Au cœur de cette dénonciation : une accumulation de pratiques jugées contraires aux règles démocratiques. La CPR pointe « des manquements graves et répétés », notamment dans la gestion des candidatures, le respect des délais légaux et l’égalité de traitement entre acteurs politiques. Pour la coalition, ces dérives « portent atteinte à l’État de droit et fragilisent la régularité du scrutin ».

Le ton se durcit davantage sur la question des candidatures. La CPR accuse les autorités électorales d’avoir procédé à des « rejets abusifs » de plusieurs listes du Bloc Libéral, qualifiés d’« arbitraires et juridiquement infondés ». Elle affirme que ces décisions ont été prises « sans notification régulière, sans base juridique solide et sans respect du principe du contradictoire », y voyant « une stratégie d’exclusion politique ».

Autre grief majeur : l’implication présumée de certains responsables publics dans des activités partisanes. La coalition dénonce « l’implication manifeste de certains responsables gouvernementaux, administratifs et territoriaux », estimant que cela viole le principe de neutralité et compromet l’égalité entre candidats.

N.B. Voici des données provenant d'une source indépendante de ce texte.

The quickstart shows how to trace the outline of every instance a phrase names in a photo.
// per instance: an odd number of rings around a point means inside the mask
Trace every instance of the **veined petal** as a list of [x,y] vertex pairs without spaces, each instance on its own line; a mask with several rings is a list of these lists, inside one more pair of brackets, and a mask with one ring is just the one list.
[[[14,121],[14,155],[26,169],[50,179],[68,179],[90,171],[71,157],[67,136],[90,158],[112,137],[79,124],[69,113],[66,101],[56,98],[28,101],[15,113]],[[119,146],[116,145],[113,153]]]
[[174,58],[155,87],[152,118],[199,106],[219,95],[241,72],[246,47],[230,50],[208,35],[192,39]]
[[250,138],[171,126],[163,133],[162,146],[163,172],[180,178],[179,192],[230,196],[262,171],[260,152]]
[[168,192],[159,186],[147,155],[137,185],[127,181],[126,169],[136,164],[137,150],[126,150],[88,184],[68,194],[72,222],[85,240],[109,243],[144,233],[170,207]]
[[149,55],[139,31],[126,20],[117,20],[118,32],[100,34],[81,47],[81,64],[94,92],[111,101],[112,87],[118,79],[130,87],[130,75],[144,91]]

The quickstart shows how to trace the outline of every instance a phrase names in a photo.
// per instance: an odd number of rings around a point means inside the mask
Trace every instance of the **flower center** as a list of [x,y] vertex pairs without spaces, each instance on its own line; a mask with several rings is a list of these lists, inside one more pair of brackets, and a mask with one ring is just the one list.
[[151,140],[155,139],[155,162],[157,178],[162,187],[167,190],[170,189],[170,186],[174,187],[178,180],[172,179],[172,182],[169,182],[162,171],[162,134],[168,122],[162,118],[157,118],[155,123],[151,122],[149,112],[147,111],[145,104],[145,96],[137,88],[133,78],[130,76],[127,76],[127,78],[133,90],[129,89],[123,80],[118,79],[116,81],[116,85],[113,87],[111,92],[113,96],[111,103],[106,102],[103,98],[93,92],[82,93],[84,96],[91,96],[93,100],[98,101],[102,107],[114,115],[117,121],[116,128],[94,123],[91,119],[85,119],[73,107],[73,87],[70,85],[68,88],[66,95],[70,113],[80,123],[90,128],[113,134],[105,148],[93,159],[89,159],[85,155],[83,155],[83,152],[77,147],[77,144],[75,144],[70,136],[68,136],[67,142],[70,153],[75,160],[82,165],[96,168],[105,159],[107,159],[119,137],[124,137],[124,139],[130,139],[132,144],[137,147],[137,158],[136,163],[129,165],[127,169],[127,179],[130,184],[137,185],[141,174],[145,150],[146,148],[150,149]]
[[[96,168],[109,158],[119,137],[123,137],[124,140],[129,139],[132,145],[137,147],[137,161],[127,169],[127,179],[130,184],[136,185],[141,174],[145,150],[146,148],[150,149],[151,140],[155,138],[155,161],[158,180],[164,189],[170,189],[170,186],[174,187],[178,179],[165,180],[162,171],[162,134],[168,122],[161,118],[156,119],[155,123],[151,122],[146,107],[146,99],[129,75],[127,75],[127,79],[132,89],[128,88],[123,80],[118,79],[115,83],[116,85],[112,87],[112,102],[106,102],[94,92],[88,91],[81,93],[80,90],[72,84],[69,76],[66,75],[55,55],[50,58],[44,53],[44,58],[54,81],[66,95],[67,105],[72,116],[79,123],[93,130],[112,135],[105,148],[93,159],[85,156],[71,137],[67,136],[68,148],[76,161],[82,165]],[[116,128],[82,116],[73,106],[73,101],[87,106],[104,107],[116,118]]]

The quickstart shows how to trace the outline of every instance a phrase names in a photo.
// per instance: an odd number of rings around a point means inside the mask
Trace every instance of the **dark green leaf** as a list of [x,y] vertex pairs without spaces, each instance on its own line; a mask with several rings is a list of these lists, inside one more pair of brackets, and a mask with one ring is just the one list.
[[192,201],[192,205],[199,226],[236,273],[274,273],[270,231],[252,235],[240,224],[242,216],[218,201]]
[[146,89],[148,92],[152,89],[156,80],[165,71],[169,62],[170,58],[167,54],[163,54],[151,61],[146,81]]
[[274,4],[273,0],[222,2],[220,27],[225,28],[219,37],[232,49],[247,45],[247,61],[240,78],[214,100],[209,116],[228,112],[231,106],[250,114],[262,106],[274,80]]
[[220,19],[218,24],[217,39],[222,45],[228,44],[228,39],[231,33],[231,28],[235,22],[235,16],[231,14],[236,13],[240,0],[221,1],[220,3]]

Face à ce qu’elle décrit comme une dérive du processus, la CPR exige « le respect strict du cadre légal » et réclame « la réintégration immédiate des listes de candidatures irrégulièrement rejetées ».

Mais au-delà des dénonciations, la coalition pose un ultimatum. Elle prévient que « si des mesures correctives urgentes et crédibles ne sont pas prises », elle se réserve le droit « d’en tirer toutes les conséquences », y compris un retrait pur et simple du processus électoral.

Une menace qui, à quelques semaines du scrutin, vient accentuer la pression sur les autorités et raviver les inquiétudes autour de la crédibilité des élections à venir.